Observation data (J2000.0 epoch)
- Constellation: Ursa Minor
- Right ascension: 13^{h} 13^{m} 58.91^{s}
- Declination: +69° 37′ 18.57″
- Redshift: 0.106000
- Heliocentric radial velocity: 31,778 ± 0 km/s
- Distance: 1,535.3 ± 107.5 Mly (470.74 ± 32.95 Mpc)
- magnitude (J): 15.15

Characteristics
- Size: ~150,000 ly (46.0 kpc) (estimated)

Other designations
- 2MASX J13135885+6937179, DA 340, 8C 1312+698, GRS J1313+6937, LEDA 2731403, TXS 1312+698, VLSS J1313.9+6937

= 4C +69.15 =

Radio galaxy in the constellation Ursa Minor

4C +69.15 also known as B1312+698, is a radio galaxy located in the constellation of Ursa Minor. The redshift of the galaxy is (z) 0.106 and it was first discovered as an extragalactic radio source by astronomers in November 1985.

== Description ==
4C +69.15 is classified as a giant Fanaroff-Riley Class type II radio galaxy with a total linear size projection of 1.06 megaparsecs. The host galaxy has a southeast to northeast orientation. The source is compact, with a weak radio core and a bridge of radio emission based on radio imaging made by the Very Large Array (VLA) and Giant Metrewave Radio Telescope. The core is suggested to have a power spectrum turnover less than 1 GHz frequencies, with the core spectral index of around -0.4 between the range of 1.4 and 4.8 GHz. The core contains a steep radio spectrum, suggesting a new phase of activity.

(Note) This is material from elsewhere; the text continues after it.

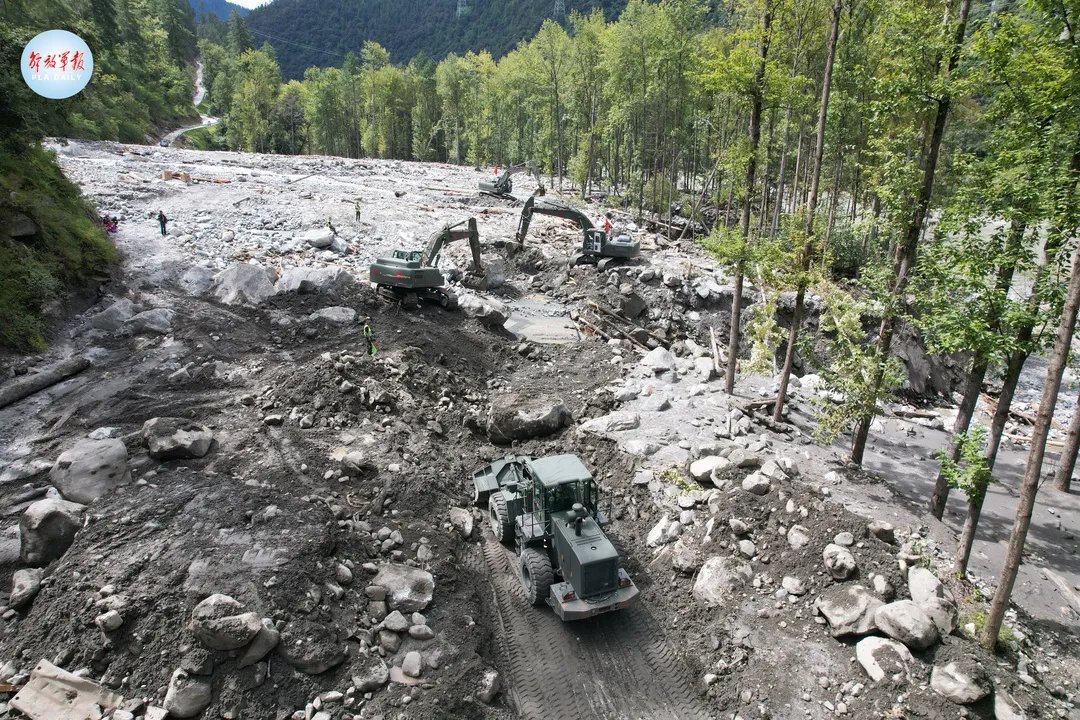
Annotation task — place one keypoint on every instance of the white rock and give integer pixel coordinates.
(91, 470)
(881, 657)
(904, 621)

A study published in October 2000, has found two radio lobes located in the east and west directions. These lobes are estimated to have ages of 8.0 ± 0.4 and 6.1 ± 0.5 × 10^{7} years based on CI modelling. The equipartition magnetic field densities of 21.8 ± 2.3 and 50.1 ± 5.7 × 10^{−14} erg cm^{−3}. The total energy for the eastern lobe is 2.75 ± 0.51 × 10^{59} erg while the western lobe has a total energy of 3.11 ± 0.57 × 10^{59} erg. There is an unpolarized feature interpreted as a radio jet.